O Armed Conflict Location and Event Data Project (Projeto de Localização de Conflitos Armados), uma organização não governamental especializada em reunir e mapear dados de violência política, monitora, além dos Proud Boys, milícias que se alinham a forças de segurança, como Oath Keepers e Three Percenters, e grupos com histórico de conflitos e céticos em relação ao poder do Estado, como os Boogaloo Boys.
Analistas lembram que presidentes dos anos 1960 e 70, como Lyndon Johnson, também viveram períodos políticos e sociais conturbados em meio à Guerra do Vietnã, mas talvez nenhum outro tenha tentado tanto enfraquecer a democracia em atos sistemáticos. Uma das manobras foi a indicação por Trump da juíza Amy Coney Barret para a vaga de Ruth Bader Ginsburg na Suprema Corte a menos de um mês da eleição com o declarado objetivo de cristalizar a maioria conservadora do tribunal para julgar eventuais questionamentos sobre o pleito.
Divididos, os americanos veem o tecido social ser esgaçado, enquanto Trump submete as instituições a um nível de estresse poucas vezes visto. Na quinta-feira (5), após postar várias mensagens em letra maiúscula para que a apuração fosse interrompida, afirmou que, se a apuração considerasse “apenas os votos legais”, ele seria o vencedor da eleição. Não apresentou provas de qualquer ilegalidade.
Esse comportamento tem recebido críticas por minar a confiança nas instituições e questionar a integridade do processo democrático com alegações sempre desprovidas de fundamento. Ainda na quinta, 19 ex-procuradores dos EUA – todos que serviram sob presidentes republicanos – divulgaram um comunicado chamando as ameaças de Trump e alegações de fraude de “prematuras, sem fundamento e imprudentes”. “Pedimos ao presidente que respeitosamente permita que o processo legal de contagem de votos continue, de acordo com as leis, e evite comentários adicionais ou outras ações que podem servir apenas para minar nossa democracia”, escreveram.
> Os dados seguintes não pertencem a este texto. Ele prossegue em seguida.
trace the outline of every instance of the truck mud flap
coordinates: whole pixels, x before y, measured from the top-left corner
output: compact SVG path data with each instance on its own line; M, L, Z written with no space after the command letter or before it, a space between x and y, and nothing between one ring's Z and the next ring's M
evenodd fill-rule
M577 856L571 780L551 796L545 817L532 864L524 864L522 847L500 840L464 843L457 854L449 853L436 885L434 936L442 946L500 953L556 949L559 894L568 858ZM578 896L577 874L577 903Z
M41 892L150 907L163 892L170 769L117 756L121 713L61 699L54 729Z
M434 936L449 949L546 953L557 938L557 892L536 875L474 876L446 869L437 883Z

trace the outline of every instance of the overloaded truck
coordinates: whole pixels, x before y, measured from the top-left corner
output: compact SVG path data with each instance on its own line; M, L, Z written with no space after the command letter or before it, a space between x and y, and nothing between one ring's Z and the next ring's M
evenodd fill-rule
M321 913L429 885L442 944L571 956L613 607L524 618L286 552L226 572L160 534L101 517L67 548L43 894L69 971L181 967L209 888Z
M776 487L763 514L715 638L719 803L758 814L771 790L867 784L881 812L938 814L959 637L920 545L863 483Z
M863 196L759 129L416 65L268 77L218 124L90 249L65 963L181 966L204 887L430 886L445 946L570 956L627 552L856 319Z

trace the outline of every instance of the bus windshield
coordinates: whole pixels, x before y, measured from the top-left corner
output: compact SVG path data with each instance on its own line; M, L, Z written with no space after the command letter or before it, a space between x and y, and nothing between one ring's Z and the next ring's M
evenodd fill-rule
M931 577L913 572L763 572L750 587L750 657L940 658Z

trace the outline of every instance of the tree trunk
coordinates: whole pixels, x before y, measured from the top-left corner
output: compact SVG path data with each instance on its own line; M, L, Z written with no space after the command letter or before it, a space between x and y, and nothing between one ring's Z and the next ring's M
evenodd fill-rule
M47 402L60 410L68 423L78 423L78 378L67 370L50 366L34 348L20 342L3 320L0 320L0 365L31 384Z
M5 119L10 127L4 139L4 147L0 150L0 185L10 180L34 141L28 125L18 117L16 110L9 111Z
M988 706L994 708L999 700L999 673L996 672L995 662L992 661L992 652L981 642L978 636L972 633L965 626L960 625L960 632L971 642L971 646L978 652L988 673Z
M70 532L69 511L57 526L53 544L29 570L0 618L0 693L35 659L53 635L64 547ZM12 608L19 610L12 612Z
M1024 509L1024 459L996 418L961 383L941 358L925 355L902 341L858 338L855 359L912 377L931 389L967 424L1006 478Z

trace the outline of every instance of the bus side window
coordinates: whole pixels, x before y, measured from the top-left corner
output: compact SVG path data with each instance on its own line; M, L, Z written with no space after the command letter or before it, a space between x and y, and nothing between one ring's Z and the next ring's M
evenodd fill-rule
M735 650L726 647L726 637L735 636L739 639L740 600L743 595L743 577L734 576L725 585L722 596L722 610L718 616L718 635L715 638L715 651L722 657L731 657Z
O posicionamento de Trump de projetar um falso dilema entre a ordem e anarquia energiza seus apoiadores – e lhe deu votos. Na Flórida, onde ele ganhou a eleição, a estratégia de tensionar com Cuba e Venezuela surtiu efeito entre os eleitores hispânicos. Trump teve, por exemplo, o melhor desempenho de um candidato republicano à presidência na grande Miami desde George W. Bush, em 2004.
Ao mesmo tempo, o fenômeno revelou que os latinos não podem ser entendidos como um bloco monolítico. Esse contingente teve comportamentos opostos na Flórida (apoiando Trump) e no Arizona e no Texas (votando em massa em Biden). As mesmas diferenças apareceram entre eleitores afro-americanos. Na Flórida, o voto negro pendeu para o Trump.
Os resultados da apuração para o Congresso confirmam que o parlamento é um microcosmo da divisão da sociedade. Os democratas devem manter a maioria entre os Deputados, enquanto os republicanos dominarão o Senado. Diante disso, o presidente que tomará posse em janeiro terá dificuldades para levar adiante seus projetos, que serão travados pela oposição, mais interessada em minar a governabilidade, perpetuando divisões, do que em solucionar crises e cicatrizar feridas abertas pela maior disputa eleitoral das últimas décadas.